Il problema è che abbiamo quasi l’obbligo oggi di godere, di eccitarci, di divertirci e questa cosa è insostenibile, sia perché è un cortocircuito rispetto a quello che sono le nostre possibilità di vita, i nostri stipendi che sono fermi al palo dal 2001. Conosco gente che ama la musica e ha sempre amato la musica e che è ormai in ansia per tutte le uscite: siamo davvero esausti. 

ph Chiara Mirelli

Nel 2013 cantavate Noi fuori con l’energia di chi vuole restare ai margini per combattere il sistema dall’esterno; in Poveri noi, invece, sembra che quel “noi” sia diventato stanco, ironico, quasi rassegnato davanti a un’apocalisse al rallentatore. Che cosa è successo a quel “noi”?

A questo “noi” è successo di tutto: il Covid, i figli, i genitori che iniziano a stare male. È semplicemente successa la vita. Eppure ieri sera, alla nostra prima presentazione, la sala era piena. Nonostante i figli da portare a scuola, le sei ore di sonno, le preoccupazioni per i genitori, le persone hanno comunque trovato il tempo e la voglia di uscire per venire ad ascoltare i Ministri — che, tra l’altro, non sentono neppure in radio o in televisione.

Ecco, questo per me è il segnale più chiaro che “noi” possiamo continuare a sperare.

Per quanto riguarda il tour invece, c’è qualcosa di nuovo, state sperimentando qualcosa di teatrale? Dacci qualche anticipazione…

In realtà, a noi interessa semplicemente suonare: è questo il cuore di tutto. Certo, ci sono le nuove “divise” da capire come indossare, ma la nostra vera urgenza è suonare al meglio possibile, con tutta la forza e l’energia che abbiamo. Facciamo un’infinità di prove e stiamo già preparando tutti i pezzi del tour, con una scaletta che sarà molto impegnativa — per noi da suonare, e per chi sta sotto il palco da reggere, anche fisicamente.

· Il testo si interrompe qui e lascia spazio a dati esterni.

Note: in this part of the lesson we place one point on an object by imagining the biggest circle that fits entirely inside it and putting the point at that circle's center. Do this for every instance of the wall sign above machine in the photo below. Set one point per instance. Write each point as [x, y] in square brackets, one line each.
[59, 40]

Il baraccone con le fiamme e i coriandoli, quello, non fa per noi.

Ultima domanda personale, quando tornate in Sardegna? 

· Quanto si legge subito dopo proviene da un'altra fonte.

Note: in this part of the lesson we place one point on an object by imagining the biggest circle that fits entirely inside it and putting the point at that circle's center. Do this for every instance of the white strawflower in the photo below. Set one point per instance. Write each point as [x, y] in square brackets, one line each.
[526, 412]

Stiamo lavorando per tornarci all’inizio del 2026, cioè tra l’inverno e la primavera, sicuramente l’estate prossima, ma se riusciamo a fare una “capata” fuori stagione sarebbe ottimo.

1 commento

  1. Splendido leggere queste parole e aggrapparsi alla consapevolezza che gruppi come i Ministri continuino ad esistere, a crederci, e a rappresentare un’esigenza musicale vera.